Seven specially built Tesla Coils zapped Blaine with electricity. It’s safe to say no human being has ever endured such a drubbing. In addition to the lightning bolts, the piece’s cheesy music, which could be heard blocks away in Chelsea’s Meatpacking District, was so loud that Blaine stands to damage his hearing (ear plugs were being given out at the entrance by the bucketful). Besides not eating or sitting down for 72 hours, other hazards to the magician’s wellbeing were overexposure to ozone and nitrous oxide, byproducts of the highly ionized electrified air.
“Electrified” originated from Blaine’s encounter with a Falk GroundStar Plasma Globe, originally part of the 1979 Sharper Image catalog. He imagined himself standing in the middle of the pulsating coils, conducting the electricity strikes. Blaine said about this performance. “My goal is to create a visual image that everyone will always remember, one that makes people curious and mystified.” Where does that place him in terms of the art world? Does he even qualify?

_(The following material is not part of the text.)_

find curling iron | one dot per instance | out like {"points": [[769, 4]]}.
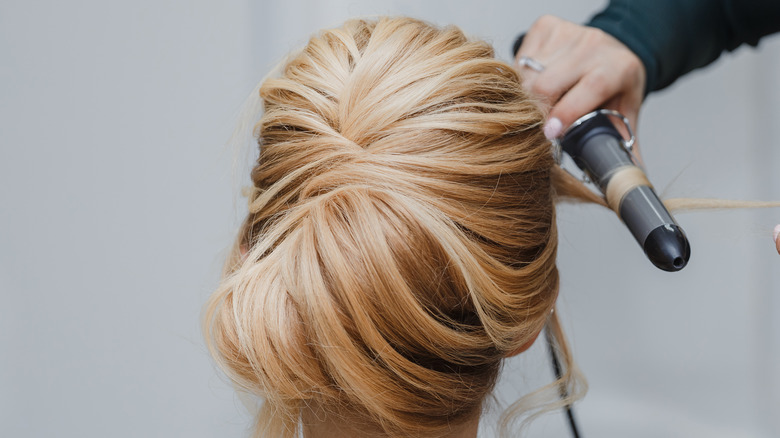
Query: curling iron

Artist Bruce Nauman, realizing activity done in the studio was as valid as any object he produced, made videos between 1966 and 1979 using his body to investigate art and the role of the artist, psychological states, and norms of behavior. Chris Burden had nails hammered in both his hands in “Trans-Fixed” (1974), and in “Doomed” (1975) at the Museum of Contemporary Art Chicago, the artist lay under a sheet of glass until a museum employee intervened 45 hours later by leaving him a pitcher of water.
Then there was Marina Abramovic’s performance “House With the Ocean View” (2002) at the Sean Kelly Gallery, during which she fasted for twelve days straight in a piece that “ritualize(ed) the simple actions of everyday life like lying, sitting, dreaming, and thinking.” What defines these pieces as art, and Blaine’s as kitschy entertainment? I’m not sure I see the line here anymore, except that Blaine was sponsored by Intel instead of a gallery or a museum — Hyperallergic readers feel free to pipe in about this aspect.

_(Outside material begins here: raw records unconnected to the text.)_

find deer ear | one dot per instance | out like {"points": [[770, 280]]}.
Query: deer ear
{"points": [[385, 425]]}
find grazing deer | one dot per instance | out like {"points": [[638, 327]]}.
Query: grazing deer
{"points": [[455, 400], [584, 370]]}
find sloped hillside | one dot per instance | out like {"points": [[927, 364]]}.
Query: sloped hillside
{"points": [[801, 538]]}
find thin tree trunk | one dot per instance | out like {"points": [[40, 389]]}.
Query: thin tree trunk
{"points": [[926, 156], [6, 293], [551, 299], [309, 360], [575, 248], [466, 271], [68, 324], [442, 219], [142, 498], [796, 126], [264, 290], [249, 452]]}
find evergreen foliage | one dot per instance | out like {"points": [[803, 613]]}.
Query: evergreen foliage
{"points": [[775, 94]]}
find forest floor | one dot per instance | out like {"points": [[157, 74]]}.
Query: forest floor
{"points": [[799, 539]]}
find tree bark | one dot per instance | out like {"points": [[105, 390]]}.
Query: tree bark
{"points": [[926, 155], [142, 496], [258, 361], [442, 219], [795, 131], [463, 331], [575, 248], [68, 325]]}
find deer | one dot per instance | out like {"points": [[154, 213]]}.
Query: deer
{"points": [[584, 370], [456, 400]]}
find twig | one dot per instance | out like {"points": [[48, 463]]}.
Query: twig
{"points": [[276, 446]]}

Blaine’s actual installation was created by ArcAttack, members of a rock group who made the original singing Tesla Coils, apparatuses in which the band plays guitars dressed in Faraday Suits. I was fortunate enough to speak with Joe DiPrima, the chief designer and leader of the band, who explained Blaine contacted them after seeing videos of their performance on Youtube, as well as their appearance on “America’s Got Talent.” Working with microcontrollers and a Midi interface, they use CPLD chips as pulse rate modulators traveling down a fiber optic cable that controls the on/off switches on the custom built Tesla Coils. The same set up can be hooked up to a piano, guitar, or visual apparatus to control pitch, tone or other parameters.
ArcAttack was given just 60 days to construct and test the entire installation. What made it so unique is that it was designed to be constantly on, and four truck radiators had to be installed to constantly cool the transistors and copper bits — the uber cooling power, good for making any processor run faster, is a hacker’s most wonderful wet dream.
All these impressive statistics and designs don’t actually answer that final question — is it art?
Electrified One Million Volts Always On, took place at Pier 54 in Manhattan from October 5 to October 8.